RSD is controlled by planting healthy seedcane and making sure the disease is not introduced later. Healthy seedcane used to be obtained by heat-treating stalks to be used for planting. This was inconvenient, did not provide complete control and sometimes damaged the stalks. Therefore, heat treatment was never fully used by the industry and RSD was not effectively controlled, even though sugarcane cultivars could sustain up to 50% loss in yield.
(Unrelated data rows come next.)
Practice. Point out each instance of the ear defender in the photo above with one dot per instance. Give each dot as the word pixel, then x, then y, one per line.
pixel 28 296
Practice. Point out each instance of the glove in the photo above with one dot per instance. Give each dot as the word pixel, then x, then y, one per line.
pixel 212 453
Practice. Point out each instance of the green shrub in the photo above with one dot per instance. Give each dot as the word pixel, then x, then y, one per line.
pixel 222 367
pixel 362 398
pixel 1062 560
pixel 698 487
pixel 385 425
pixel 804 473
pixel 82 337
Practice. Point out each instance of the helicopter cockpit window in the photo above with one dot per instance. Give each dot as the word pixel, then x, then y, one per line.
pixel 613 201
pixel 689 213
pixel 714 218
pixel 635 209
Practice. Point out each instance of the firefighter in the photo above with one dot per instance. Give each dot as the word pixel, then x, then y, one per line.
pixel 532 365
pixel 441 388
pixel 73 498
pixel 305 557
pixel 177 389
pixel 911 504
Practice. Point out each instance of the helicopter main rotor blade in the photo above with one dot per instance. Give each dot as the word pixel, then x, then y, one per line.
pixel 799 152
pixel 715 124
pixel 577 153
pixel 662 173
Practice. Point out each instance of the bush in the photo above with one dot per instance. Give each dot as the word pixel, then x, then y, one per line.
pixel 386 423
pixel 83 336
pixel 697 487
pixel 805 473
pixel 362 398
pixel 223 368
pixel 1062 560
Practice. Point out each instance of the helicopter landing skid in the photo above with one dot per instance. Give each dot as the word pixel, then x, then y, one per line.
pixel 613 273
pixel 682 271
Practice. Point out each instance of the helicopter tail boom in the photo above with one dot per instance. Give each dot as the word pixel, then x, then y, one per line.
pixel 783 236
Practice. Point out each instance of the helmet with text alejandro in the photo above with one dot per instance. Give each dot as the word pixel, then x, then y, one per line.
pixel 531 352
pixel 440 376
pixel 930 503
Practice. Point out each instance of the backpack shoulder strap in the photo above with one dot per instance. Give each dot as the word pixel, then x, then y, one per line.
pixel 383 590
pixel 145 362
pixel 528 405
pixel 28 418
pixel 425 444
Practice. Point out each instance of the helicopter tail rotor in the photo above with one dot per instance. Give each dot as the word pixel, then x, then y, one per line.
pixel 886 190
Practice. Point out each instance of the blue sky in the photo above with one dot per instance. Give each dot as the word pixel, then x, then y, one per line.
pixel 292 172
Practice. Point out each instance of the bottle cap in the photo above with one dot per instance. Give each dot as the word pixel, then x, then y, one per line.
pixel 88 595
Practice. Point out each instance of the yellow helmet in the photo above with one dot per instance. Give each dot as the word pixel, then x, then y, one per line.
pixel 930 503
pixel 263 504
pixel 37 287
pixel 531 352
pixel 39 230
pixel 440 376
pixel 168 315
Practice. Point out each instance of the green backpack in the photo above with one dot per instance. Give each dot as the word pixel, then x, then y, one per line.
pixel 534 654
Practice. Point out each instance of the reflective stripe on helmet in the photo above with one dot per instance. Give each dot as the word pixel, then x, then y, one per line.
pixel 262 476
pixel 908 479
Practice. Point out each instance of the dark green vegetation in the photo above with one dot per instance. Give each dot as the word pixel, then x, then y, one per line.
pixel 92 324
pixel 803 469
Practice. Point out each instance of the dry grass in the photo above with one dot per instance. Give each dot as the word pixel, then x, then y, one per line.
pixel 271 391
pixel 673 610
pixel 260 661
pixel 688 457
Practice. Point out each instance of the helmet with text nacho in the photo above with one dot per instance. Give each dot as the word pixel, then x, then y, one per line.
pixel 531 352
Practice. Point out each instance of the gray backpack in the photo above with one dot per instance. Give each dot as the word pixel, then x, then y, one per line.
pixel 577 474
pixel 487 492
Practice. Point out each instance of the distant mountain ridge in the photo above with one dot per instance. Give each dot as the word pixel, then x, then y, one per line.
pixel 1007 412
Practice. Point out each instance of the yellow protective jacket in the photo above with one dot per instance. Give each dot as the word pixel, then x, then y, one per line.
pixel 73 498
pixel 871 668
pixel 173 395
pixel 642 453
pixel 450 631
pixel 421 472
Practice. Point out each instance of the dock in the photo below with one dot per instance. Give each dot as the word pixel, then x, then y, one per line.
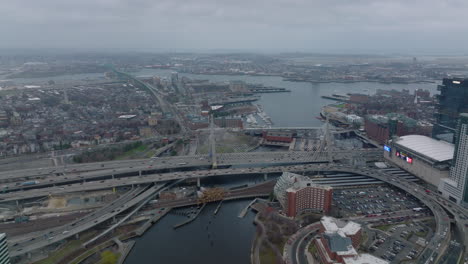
pixel 217 208
pixel 246 209
pixel 155 218
pixel 191 218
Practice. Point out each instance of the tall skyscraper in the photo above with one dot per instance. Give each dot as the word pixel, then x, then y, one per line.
pixel 452 101
pixel 455 187
pixel 4 254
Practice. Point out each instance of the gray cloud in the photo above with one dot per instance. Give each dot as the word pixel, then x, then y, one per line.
pixel 274 25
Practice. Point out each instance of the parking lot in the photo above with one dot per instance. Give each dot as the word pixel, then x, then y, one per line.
pixel 397 224
pixel 400 242
pixel 374 200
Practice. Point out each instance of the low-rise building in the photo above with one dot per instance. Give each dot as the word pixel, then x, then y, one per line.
pixel 338 241
pixel 298 194
pixel 278 136
pixel 425 157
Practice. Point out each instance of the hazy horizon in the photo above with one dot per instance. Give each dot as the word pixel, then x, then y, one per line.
pixel 336 26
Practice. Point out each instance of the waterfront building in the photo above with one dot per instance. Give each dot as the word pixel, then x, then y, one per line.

During the last 15 years an alternative program has been developed through a partnership between the LSU Ag Center and a private company using tissue culture, or micropropagation, to produce healthy seedcane for farmers. The Louisiana Agricultural Experiment Station (LAES) was involved in initial evaluations of "Kleentek*" seedcane. LAES, USDA, industry and Kleentek representatives then developed regulations to provide quality assurance that certain standards would be met during seedcane production. This "certification" is the responsibility of the Louisiana Department of Agriculture and Forestry.
In 1995, a lab for micropropagation of sugarcane was donated to the LSU AgCenter to be operated by Kleentek personnel. LAES has conducted a "local quarantine" since 1998 to ensure that micropropagation begins with healthy plant material, and the LAES Sugarcane Disease Detection Lab was established in 1997 to provide an independent assessment of the RSD status of Kleentek seedcane and to monitor RSD in farmers' fields. In addition, sugarcane varieties were evaluated for resistance to spread of RSD.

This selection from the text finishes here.